Warning This document has not been updated for a while now. It may be out of date.

Last updated: 9 Jun 2020

search-api: Decision record: Transition mainstream formats to a Publishing API derived search index

Date: 2017-08-24

Definitions

Throughout this document, format refers to the Rummager field format, not the document type provided by Publishing API (content_store_document_type).

Every content_store_document_type is mapped to a single format.

mainstream is used as an example of a search index we want to retire. This document should also apply to the government and detailed indexes.

Context

We're building a new search index using publishing API data

We're currently replacing the existing search indexes (mainstream, government, detailed) with a single index (govuk), which is derived from Publishing API.

The existing indexes are populated from at least 10 different applications.

This change should improve the quality of the data our search system relies on:

all formats are handled in a consistent manner
we can update documents after any publishing event (publishing, withdrawing, unpublishing, tagging)
it should be easier to rebuild if we need to revert to an old backup

Lifecycle of our search indexes

Rumamger's search indexes are long lived, but content is regularly updated to derive the popularity field from recent pageviews. As of ADR 003: Popularity updating without index locks, this uses updates, rather than rebuilding the search index every time.

There is a separate task in place to reindex the content currently in the search indexes with zero downtime. This is something we need to do after adding new fields or otherwise changing the Elasticsearch mappings, for those fields to work properly.

Problems we're not addressing now

Neither of the above mechanisms add or remove documents from the search index, which means that:

if an edition is ever published, and the search index doesn't get updated, it stays out of date until the next time the document is updated
if an edition is unpublished without Rummager being notified, it stays in the search index forever

Long term, we'd like to be able to easily rebuild the whole govuk index from scratch, to avoid these kind of problems, but we aren't aiming to do this right now.

Immediate needs

We need to be able to populate the govuk index with all the documents that already exist, so we can start using this index in the Search API.

We also want to be able to reindex everything that has been published within a short period of time (1 or 2 days), so that we can easily recover the index from backups.

Moving formats one at a time

We're intending to switch on the new index format-by-format, by querying both old and new indexes, and using filters to select which index gets used for each format.

This means we can retire old search indexing code in publishing apps, and search indexes that are no longer needed, without having to populate everything all at once.

We can also revert back to the old index with a simple configuration change if something goes wrong.

A problem we've discovered with this approach is that the relevancy of a document within an index depends on the other documents in that index.
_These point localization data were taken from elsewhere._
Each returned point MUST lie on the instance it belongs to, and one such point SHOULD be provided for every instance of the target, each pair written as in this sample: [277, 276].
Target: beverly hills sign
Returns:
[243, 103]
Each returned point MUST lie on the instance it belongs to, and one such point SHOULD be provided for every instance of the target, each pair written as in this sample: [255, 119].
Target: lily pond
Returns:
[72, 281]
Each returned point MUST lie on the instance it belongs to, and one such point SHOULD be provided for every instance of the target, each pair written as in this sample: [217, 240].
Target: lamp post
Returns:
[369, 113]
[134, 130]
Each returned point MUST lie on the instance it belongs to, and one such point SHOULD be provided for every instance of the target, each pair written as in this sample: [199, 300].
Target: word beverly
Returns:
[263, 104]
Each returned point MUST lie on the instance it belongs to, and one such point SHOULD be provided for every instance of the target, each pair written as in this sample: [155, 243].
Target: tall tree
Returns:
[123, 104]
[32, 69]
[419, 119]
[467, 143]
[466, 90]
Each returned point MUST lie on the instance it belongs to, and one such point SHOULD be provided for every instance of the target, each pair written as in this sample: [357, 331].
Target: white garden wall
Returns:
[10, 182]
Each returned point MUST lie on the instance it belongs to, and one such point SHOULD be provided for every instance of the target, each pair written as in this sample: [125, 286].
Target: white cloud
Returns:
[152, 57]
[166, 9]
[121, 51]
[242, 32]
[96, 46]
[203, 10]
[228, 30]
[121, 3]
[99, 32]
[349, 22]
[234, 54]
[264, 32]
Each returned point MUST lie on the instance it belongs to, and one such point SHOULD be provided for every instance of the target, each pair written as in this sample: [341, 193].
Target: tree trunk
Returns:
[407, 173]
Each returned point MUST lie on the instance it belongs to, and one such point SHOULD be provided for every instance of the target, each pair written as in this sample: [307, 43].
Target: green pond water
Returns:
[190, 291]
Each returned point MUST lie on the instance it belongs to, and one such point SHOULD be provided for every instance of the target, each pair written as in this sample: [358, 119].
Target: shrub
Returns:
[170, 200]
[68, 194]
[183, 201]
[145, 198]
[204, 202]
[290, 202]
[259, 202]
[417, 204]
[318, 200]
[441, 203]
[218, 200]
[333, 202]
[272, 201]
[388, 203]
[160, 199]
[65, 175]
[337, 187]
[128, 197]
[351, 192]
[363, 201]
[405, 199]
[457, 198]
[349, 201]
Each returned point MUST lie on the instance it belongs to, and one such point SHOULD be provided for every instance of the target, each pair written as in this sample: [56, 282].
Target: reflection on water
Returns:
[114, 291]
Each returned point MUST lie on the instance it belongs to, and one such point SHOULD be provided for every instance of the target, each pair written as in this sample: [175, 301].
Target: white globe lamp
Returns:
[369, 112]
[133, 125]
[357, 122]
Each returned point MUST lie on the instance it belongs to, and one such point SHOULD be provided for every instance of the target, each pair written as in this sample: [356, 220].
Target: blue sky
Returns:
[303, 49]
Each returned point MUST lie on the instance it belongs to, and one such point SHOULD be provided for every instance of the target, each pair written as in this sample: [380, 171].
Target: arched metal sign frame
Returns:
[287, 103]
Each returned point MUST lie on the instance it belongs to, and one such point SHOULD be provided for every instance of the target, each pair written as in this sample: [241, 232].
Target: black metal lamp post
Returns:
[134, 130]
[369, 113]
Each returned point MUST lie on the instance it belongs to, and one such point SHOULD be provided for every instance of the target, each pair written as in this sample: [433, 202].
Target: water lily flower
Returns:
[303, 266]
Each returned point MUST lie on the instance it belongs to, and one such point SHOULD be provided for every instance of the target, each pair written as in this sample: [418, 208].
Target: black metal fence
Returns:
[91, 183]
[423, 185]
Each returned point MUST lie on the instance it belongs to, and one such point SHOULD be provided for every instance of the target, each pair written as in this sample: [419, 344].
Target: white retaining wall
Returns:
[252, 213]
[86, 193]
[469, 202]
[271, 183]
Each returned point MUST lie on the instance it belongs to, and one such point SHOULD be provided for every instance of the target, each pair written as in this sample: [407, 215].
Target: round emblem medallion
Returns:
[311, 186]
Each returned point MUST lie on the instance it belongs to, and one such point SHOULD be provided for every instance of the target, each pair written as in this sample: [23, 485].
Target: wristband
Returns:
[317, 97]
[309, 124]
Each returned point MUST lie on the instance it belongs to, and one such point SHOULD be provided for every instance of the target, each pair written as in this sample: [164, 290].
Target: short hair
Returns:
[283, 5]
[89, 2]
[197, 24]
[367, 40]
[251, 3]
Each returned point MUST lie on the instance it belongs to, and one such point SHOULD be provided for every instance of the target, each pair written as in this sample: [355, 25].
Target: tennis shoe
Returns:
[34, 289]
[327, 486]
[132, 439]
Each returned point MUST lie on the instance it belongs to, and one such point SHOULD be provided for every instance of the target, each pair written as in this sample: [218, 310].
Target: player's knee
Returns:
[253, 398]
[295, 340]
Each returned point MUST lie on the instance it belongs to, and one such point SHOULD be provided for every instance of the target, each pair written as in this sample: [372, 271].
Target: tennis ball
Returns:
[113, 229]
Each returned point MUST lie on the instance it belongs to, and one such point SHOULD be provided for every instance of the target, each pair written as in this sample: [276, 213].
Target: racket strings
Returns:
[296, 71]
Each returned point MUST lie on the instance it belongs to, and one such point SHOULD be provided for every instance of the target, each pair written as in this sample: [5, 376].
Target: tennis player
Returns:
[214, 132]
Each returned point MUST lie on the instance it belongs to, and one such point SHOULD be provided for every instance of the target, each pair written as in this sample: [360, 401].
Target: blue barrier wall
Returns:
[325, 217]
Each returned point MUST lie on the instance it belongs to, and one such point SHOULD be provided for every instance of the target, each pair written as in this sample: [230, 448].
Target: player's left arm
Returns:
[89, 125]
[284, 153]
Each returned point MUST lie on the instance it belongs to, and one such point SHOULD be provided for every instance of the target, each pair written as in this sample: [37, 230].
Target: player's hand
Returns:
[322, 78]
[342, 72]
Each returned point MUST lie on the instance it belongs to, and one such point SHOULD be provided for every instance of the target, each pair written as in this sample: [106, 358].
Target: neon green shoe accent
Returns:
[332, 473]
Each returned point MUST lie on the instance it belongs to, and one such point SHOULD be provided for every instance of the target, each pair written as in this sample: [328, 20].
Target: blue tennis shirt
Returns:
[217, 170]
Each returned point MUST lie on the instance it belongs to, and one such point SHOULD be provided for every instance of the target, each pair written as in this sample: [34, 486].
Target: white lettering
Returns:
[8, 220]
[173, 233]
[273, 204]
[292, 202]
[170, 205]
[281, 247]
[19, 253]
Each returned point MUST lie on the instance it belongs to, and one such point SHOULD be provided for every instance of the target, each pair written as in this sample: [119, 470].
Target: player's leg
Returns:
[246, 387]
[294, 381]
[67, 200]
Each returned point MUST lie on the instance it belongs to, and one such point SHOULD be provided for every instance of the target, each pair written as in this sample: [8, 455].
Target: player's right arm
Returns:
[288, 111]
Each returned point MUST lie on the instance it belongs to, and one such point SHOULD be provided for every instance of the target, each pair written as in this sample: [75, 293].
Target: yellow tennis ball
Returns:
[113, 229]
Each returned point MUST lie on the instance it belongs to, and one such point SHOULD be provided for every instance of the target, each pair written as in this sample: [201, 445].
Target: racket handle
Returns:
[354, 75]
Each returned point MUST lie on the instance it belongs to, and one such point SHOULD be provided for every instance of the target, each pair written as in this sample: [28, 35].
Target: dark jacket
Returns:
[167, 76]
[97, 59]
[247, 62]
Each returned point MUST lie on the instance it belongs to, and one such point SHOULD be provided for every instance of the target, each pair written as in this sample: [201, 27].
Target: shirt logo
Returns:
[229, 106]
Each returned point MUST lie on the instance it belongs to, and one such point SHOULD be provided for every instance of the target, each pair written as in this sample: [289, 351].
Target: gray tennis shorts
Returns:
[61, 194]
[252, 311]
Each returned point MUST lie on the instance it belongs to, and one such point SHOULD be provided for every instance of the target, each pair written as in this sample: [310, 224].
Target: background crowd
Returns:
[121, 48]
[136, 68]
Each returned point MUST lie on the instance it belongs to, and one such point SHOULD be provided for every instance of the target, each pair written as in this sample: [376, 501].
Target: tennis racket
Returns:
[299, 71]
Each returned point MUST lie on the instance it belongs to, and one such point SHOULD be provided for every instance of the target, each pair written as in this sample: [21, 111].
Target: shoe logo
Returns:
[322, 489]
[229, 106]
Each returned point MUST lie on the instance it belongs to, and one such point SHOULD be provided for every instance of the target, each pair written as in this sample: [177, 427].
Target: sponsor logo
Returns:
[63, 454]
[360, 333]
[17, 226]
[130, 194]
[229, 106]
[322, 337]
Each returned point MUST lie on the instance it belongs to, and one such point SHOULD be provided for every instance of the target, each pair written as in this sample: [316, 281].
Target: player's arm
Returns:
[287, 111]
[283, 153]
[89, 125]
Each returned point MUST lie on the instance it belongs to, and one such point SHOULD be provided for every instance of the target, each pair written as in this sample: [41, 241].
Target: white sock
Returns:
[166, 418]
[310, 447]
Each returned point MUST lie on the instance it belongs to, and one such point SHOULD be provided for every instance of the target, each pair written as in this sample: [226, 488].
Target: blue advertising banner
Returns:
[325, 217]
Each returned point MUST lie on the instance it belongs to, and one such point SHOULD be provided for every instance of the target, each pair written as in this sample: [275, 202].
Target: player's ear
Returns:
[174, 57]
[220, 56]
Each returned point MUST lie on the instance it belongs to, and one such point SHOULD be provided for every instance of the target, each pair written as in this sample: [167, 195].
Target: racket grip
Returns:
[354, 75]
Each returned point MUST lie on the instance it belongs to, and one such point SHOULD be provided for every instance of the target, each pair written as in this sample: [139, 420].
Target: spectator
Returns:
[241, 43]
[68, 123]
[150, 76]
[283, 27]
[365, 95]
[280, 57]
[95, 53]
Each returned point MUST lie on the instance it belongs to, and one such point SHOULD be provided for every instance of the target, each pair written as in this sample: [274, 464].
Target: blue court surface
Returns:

If an index is only partially populated, the TF-IDF statistics are less representative, and this affects search results.

Decision

Firstly, we'll implement a task to bulk-reindex chunks of content from publishing API. Rummager will process this content in the same way as regular publishing updates.

Reindexing by format lets us initially populate the new index.
Reindexing by date range lets us bring the govuk index up to date when restoring from a backup.

Secondly, when we change the indexing process for a format to use the new index, the format will go through the following phases:

Phase 1: Untransitioned

At search time, Rummager reads untransitioned formats from the old indexes. Documents belonging to untransitioned formats that are stored in the govuk index will be filtered out.

At index time, Rummager will ignore publishing API messages affecting untransitioned formats.

The nightly update job will update the popularity field of untransitioned formats in the mainstream index. It will also copy untransitioned format documents from the mainstream index into the govuk index (it doesn't matter which order these two things happen).

Net effect: untransitioned formats are considered in the TF-IDF statistics of transitioned formats, but are not ready to be returned from the govuk index themselves.

Phase 2: Indexed

At search time, the behaviour is the same as an untransitioned format.

At index time, Rummager will insert documents into the govuk index.

The nightly update will update the popularity field in the govuk index.

As a one off task, we'll delete all existing data for the format from the govuk index, and reindex it.

Net effect: the data in the govuk index comes from Publishing API data for indexed formats.

Phase 3: Transitioned

At search time, Rummager reads transitioned formats from the govuk index. Documents belonging to transitioned formats that are stored in the mainstream index will be filtered out.

At index time, Rummager will insert documents into the govuk index.

The nightly update will update the popularity field in the govuk index.

Net effect: the search API uses Publishing API-derived data for transitioned formats.

Consequences

Copying mainstream data into govuk adds a layer of complexity to the nightly popularity updater, that we won't be able to get rid of until we've retired that index.

Since we've decided not implement the ability to generate indexes from scratch now, any content not removed from search when it is unpublished will stay that way forever.

We will continue to address this by manually removing content in search admin.